Japan Cu Smelters to Cut Ingot Supply for Asian Contract Buyers

Japanese copper smelters are concluding copper ingot price negotiation with Asian contract users for 2011 shipment. The premium is US$ 98 per tonne for users in Taiwan and South Korea and near US$ 115 for Chinese users as premium setting by Corporaci?n Nacional del Cobre de Chile (CODELCO). The smelters reduce the shipment to Asian buyers from 2010 shipment when they secure the volume for domestic buyers and they reduce the output while the offshore buyers sought higher volume.

Pan Pacific Copper reduces the output due to lower profitability with imported high cost copper ore. Sumitomo Metal Mining also reduces the output by 10% compared with the output capacity. Japanese copper demand reaches 1 million tonnes in 2010, which is the first 1 million tonnes level in 2 years, and the demand is expected to recover more in 2011.

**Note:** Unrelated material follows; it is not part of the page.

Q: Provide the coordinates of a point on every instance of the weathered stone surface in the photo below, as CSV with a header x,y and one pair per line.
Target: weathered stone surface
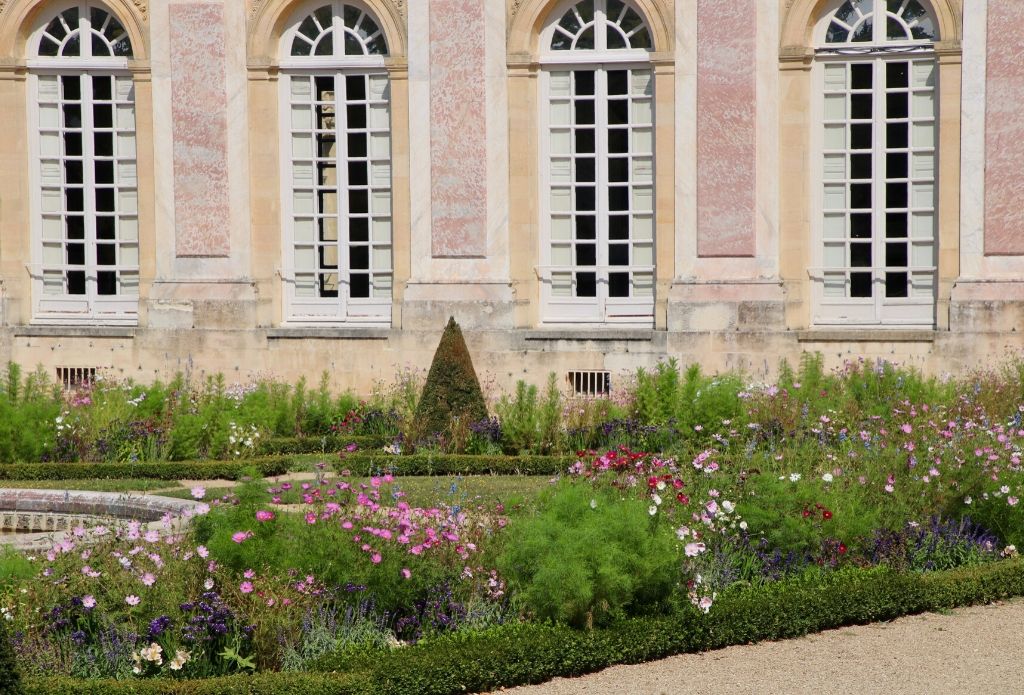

CODELCO increased the premium to US$ 98 per tonne for Taiwanese and South Korean buyers and to US$ 115 for Chinese buyers for 2011 shipment compared with US$ 74-75 and US$ 85 respectively in 2010. Japanese smelters set the premium as CODELCO.

The buyers tried to secure more volume from Japanese smelters when world copper supply is expected to be major shortage in 2011 due to strong demand in China and emerging countries. International Copper Study Group (ICSG) expects 435,000 tonnes of shortage in 2011 compare with 200,000 tonnes of oversupply in 2010.

Major copper users usually secure copper requirement through contract with around US$ 100 per tonne of premium and purchase spot ingot when they need more ingot. However, the spot premium is well more than US$ 100 on price at London Metal Exchange and they couldn’t purchase at spot basis under shortage.